Yazar, Türkiye ile İran arasındaki ilişkilerin ilerlemesine ihtiyaç olduğunu vurgularken, "yakınlaşmanın bölgenin yararına" olduğunu vurguladı.
Sunusi, makalesinde şu yorumda bulundu:
"Türkiye'de bir eksen kayması yoktur, Türkiye'nin bölgedeki rolü daha etkin hale gelmiştir. Bazıları bu rolün Türkiye'ye kaptırılmasından rahatsızlık duyarak, Türkiye'nin Araplara ve İran'a yakınlaştığını söylüyor.
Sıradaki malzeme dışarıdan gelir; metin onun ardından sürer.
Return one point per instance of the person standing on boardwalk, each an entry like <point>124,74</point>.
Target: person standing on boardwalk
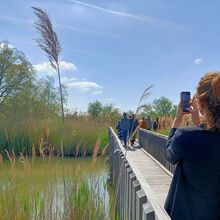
<point>132,129</point>
<point>119,130</point>
<point>194,192</point>
<point>124,126</point>
<point>149,123</point>
<point>156,124</point>
<point>142,123</point>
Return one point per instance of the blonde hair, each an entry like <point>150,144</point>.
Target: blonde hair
<point>208,91</point>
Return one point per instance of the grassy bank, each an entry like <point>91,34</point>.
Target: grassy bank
<point>54,189</point>
<point>79,136</point>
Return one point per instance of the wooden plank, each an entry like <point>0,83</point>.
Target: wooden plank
<point>158,180</point>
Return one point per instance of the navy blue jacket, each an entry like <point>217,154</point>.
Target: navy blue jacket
<point>195,189</point>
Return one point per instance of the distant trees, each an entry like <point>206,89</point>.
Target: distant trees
<point>50,44</point>
<point>160,107</point>
<point>107,111</point>
<point>95,109</point>
<point>15,71</point>
<point>21,93</point>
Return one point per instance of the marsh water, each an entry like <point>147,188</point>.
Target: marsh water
<point>55,189</point>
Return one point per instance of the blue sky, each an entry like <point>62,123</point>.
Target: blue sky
<point>112,50</point>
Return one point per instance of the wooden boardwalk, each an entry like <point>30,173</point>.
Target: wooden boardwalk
<point>156,176</point>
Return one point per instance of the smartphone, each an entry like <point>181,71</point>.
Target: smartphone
<point>185,99</point>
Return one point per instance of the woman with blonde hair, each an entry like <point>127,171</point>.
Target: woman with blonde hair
<point>195,189</point>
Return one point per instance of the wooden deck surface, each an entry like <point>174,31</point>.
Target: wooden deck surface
<point>157,177</point>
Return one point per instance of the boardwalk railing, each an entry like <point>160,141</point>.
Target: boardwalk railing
<point>155,145</point>
<point>134,198</point>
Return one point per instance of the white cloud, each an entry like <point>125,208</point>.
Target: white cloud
<point>45,67</point>
<point>2,45</point>
<point>198,61</point>
<point>83,85</point>
<point>97,92</point>
<point>66,80</point>
<point>119,13</point>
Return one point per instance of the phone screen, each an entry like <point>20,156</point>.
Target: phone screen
<point>185,99</point>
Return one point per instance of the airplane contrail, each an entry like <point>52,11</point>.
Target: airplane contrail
<point>119,13</point>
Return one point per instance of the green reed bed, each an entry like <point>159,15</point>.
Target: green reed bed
<point>78,136</point>
<point>54,189</point>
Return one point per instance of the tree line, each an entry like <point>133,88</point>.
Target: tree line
<point>22,94</point>
<point>158,108</point>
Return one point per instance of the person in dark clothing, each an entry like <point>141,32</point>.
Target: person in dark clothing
<point>124,126</point>
<point>149,123</point>
<point>132,129</point>
<point>119,130</point>
<point>195,189</point>
<point>156,124</point>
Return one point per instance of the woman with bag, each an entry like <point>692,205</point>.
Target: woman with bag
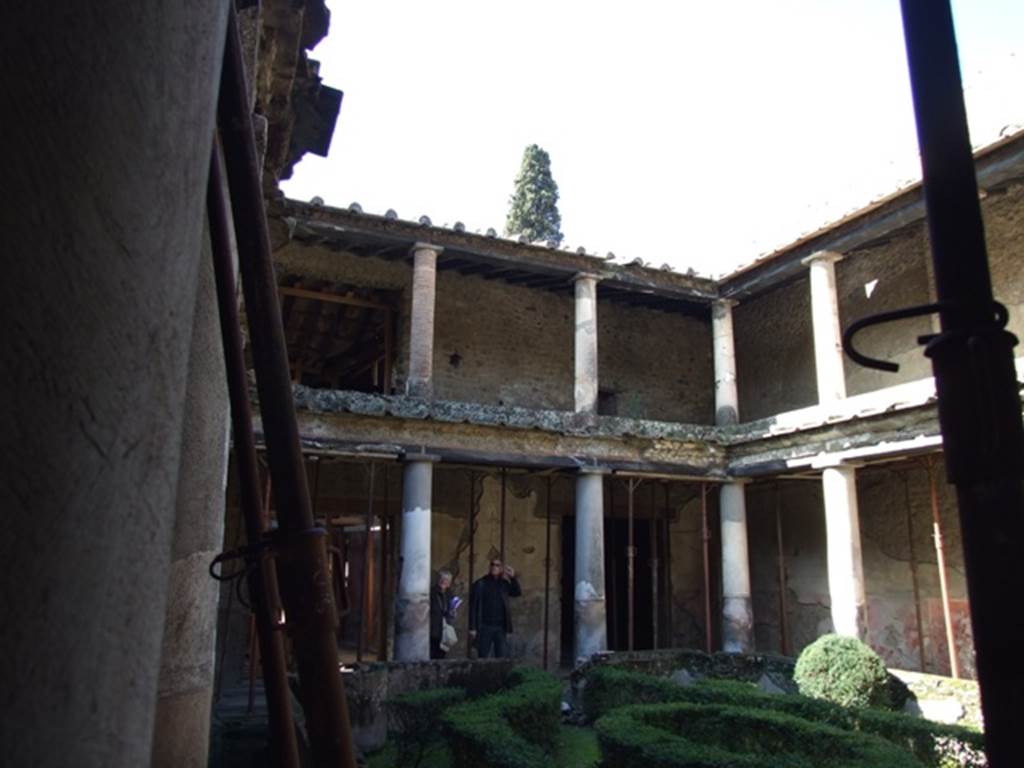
<point>442,635</point>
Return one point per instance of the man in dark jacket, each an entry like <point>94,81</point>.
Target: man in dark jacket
<point>440,611</point>
<point>489,613</point>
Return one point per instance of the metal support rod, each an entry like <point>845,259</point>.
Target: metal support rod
<point>472,553</point>
<point>547,573</point>
<point>366,592</point>
<point>706,539</point>
<point>502,535</point>
<point>631,556</point>
<point>978,398</point>
<point>262,580</point>
<point>783,609</point>
<point>670,602</point>
<point>302,555</point>
<point>940,558</point>
<point>382,579</point>
<point>653,571</point>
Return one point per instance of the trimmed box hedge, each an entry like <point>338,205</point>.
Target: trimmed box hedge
<point>515,728</point>
<point>933,744</point>
<point>704,735</point>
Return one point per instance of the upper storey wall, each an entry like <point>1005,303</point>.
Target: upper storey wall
<point>774,336</point>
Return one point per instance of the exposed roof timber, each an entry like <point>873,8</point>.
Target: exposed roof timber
<point>996,166</point>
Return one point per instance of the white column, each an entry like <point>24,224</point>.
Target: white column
<point>412,613</point>
<point>586,344</point>
<point>591,620</point>
<point>846,569</point>
<point>827,337</point>
<point>737,607</point>
<point>420,382</point>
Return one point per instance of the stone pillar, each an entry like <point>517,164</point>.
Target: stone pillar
<point>737,607</point>
<point>827,337</point>
<point>412,611</point>
<point>591,621</point>
<point>846,569</point>
<point>420,382</point>
<point>586,344</point>
<point>186,668</point>
<point>105,178</point>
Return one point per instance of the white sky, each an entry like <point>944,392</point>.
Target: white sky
<point>697,134</point>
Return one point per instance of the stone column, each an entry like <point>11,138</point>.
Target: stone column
<point>846,569</point>
<point>737,607</point>
<point>839,482</point>
<point>104,177</point>
<point>591,620</point>
<point>586,344</point>
<point>420,382</point>
<point>186,669</point>
<point>412,611</point>
<point>827,337</point>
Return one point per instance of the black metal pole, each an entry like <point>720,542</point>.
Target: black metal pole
<point>978,398</point>
<point>301,551</point>
<point>262,580</point>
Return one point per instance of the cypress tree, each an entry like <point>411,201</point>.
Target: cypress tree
<point>534,206</point>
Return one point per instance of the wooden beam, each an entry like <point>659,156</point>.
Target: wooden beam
<point>302,293</point>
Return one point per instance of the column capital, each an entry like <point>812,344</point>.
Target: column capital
<point>828,257</point>
<point>417,247</point>
<point>413,458</point>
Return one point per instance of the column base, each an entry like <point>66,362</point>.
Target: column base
<point>412,628</point>
<point>737,625</point>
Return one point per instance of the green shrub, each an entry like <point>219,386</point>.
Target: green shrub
<point>515,728</point>
<point>843,670</point>
<point>415,720</point>
<point>932,743</point>
<point>702,735</point>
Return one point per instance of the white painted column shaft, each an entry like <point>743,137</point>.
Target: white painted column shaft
<point>420,382</point>
<point>737,607</point>
<point>846,569</point>
<point>586,344</point>
<point>412,615</point>
<point>827,337</point>
<point>591,622</point>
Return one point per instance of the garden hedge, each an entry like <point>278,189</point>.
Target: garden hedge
<point>701,735</point>
<point>933,744</point>
<point>515,728</point>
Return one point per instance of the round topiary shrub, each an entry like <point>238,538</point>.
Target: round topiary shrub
<point>843,670</point>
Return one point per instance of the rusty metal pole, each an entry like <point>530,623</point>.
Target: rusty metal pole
<point>472,553</point>
<point>547,573</point>
<point>631,556</point>
<point>364,630</point>
<point>914,583</point>
<point>940,557</point>
<point>301,547</point>
<point>262,580</point>
<point>502,535</point>
<point>706,538</point>
<point>783,610</point>
<point>385,593</point>
<point>653,571</point>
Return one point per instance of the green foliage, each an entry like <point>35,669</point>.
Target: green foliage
<point>416,720</point>
<point>933,744</point>
<point>516,728</point>
<point>534,206</point>
<point>843,670</point>
<point>684,734</point>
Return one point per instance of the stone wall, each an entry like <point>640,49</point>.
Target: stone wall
<point>889,577</point>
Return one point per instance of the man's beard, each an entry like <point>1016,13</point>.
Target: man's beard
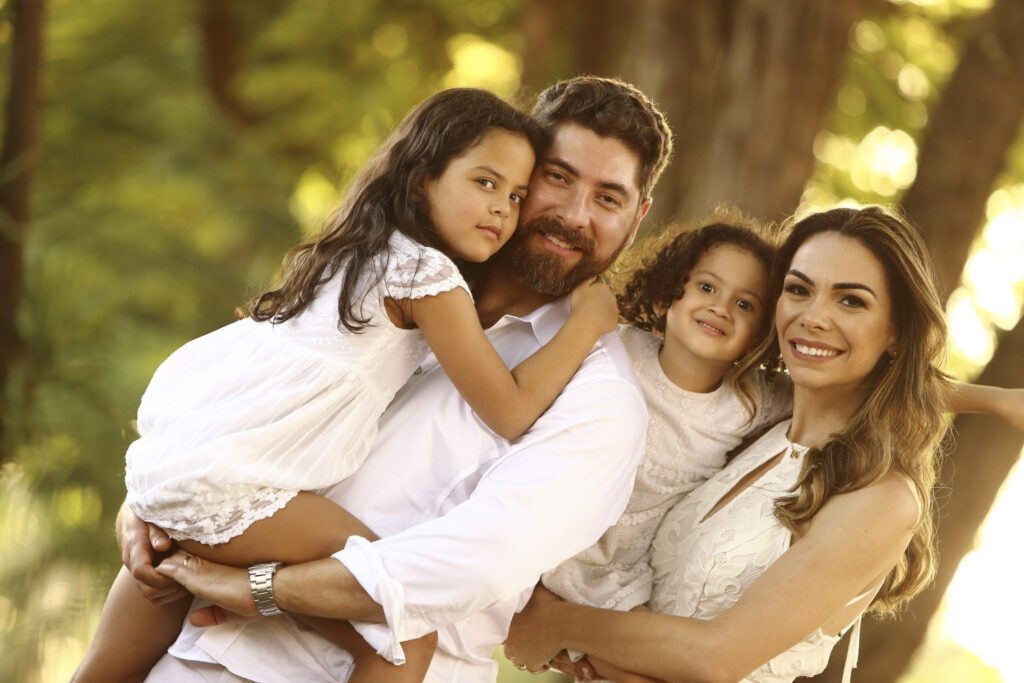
<point>542,270</point>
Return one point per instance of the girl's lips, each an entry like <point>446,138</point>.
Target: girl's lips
<point>492,231</point>
<point>711,329</point>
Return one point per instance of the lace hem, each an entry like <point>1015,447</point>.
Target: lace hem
<point>212,524</point>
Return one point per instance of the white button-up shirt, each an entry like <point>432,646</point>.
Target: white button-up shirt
<point>468,520</point>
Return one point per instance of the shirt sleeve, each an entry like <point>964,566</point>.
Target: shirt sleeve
<point>414,271</point>
<point>559,487</point>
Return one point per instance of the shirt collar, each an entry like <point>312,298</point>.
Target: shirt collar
<point>545,321</point>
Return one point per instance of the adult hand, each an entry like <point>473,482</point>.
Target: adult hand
<point>529,645</point>
<point>226,587</point>
<point>139,542</point>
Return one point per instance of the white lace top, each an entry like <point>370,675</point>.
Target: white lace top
<point>702,565</point>
<point>236,423</point>
<point>688,437</point>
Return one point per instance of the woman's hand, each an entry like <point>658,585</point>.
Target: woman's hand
<point>595,300</point>
<point>530,645</point>
<point>226,587</point>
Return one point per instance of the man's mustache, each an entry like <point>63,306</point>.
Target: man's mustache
<point>555,227</point>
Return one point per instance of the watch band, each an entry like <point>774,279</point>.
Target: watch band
<point>261,585</point>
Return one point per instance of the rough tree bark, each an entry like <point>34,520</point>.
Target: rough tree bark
<point>17,164</point>
<point>964,150</point>
<point>220,50</point>
<point>747,85</point>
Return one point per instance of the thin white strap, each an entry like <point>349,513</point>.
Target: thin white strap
<point>852,651</point>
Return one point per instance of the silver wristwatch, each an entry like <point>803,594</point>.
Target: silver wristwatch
<point>261,585</point>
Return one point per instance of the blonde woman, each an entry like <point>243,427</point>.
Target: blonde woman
<point>760,570</point>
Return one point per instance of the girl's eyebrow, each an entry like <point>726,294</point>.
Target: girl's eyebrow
<point>837,286</point>
<point>751,293</point>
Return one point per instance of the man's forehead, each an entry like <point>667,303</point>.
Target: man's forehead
<point>598,159</point>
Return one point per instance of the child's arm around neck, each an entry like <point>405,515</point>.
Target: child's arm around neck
<point>509,401</point>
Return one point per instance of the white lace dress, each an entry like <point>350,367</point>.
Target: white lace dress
<point>236,423</point>
<point>701,566</point>
<point>688,437</point>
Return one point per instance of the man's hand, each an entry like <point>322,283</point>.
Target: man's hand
<point>528,645</point>
<point>221,585</point>
<point>139,542</point>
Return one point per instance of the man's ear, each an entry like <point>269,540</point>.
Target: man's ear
<point>641,212</point>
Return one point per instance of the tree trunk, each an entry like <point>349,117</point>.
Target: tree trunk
<point>220,50</point>
<point>985,452</point>
<point>17,164</point>
<point>965,147</point>
<point>745,84</point>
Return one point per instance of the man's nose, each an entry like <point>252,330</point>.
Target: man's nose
<point>574,211</point>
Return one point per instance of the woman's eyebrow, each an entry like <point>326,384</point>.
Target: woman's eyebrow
<point>837,286</point>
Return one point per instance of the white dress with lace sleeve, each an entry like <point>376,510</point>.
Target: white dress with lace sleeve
<point>704,564</point>
<point>688,437</point>
<point>236,423</point>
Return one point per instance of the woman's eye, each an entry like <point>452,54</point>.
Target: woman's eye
<point>796,289</point>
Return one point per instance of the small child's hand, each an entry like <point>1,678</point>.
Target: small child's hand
<point>595,300</point>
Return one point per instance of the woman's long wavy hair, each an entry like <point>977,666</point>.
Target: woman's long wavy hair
<point>899,426</point>
<point>386,196</point>
<point>656,270</point>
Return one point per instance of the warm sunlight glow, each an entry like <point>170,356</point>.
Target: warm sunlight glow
<point>981,603</point>
<point>480,63</point>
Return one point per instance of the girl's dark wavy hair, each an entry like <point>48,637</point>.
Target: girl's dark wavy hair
<point>386,196</point>
<point>664,265</point>
<point>899,426</point>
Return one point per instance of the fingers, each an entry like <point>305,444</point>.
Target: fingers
<point>159,539</point>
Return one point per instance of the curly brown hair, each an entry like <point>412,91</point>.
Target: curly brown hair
<point>666,261</point>
<point>385,197</point>
<point>611,108</point>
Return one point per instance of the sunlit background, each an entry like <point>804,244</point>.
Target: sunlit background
<point>973,640</point>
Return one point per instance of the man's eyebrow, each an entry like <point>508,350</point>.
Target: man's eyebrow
<point>604,184</point>
<point>837,286</point>
<point>751,293</point>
Türkiye bu ülkelerle yüzyıllardır içli dışlıdır. Türkiye tarihi birikimi ile tecrübeli bir ülke, neyin iyi neyin kötü olduğunu çok iyi biliyor. Türkiye yeniden tarihi tecrübesiyle doğuya, batıya, güneye, kuzeye diplomatik ataklarla açılmak istiyor."
"OSMANLI TORUNLARINI BEKLİYORLAR"
Yüzyıllardır fakir Müslüman Afrika ülkelerinin yeraltı ve yerüstü kaynaklarınını batılılar tarafından sömürüldüğü belirtilen yazıda, "Bölge halkı, Osmanlı devletinin torunlarının tekrar bölgeye gelerek onları sömürge devletlerinin elinden kurtaracağına inanıyor" denildi.
"Türkler Çaldıran savaşıyla Doğu, Ortadoğu ve Afrika'nın belli bölgelerini kendi kontrolleri altına alarak buralara huzur, güven ve refah getirmişlerdir" denilen makalede "Türkler, fethettikleri yerlerdeki yeraltı ve yerüstü kaynaklara dokunmamışlardır, bilakis, bu bölgelerde ciddi manada imar faaliyetlerinde bulunmuşlar" ifadelerine yer verildi.
Osmanlı devleti farklı milletlere mensup insanlara ev sahipliği yaparak sınırlarını genişlettiği kaydedilen makalede, semavi dinlerin hamiliğini üstlenen Osmanlı devletinin, ülkedeki farklı dinlere mensup vatandaşlarına dini özgürlük tanıyarak ibadetlerinde serbest bıraktığı vurgulandı.
Türkler fethettikleri yerlere sömürmek amacıyla girmediği için halklar tarafından kabul gördüğü kaydedilen yazıda, "Afrikada, Ortadoğuda ve Doğudaki halklar, Türklerin
tekrar bu bölgelere dönmelerini arzuluyor" denildi.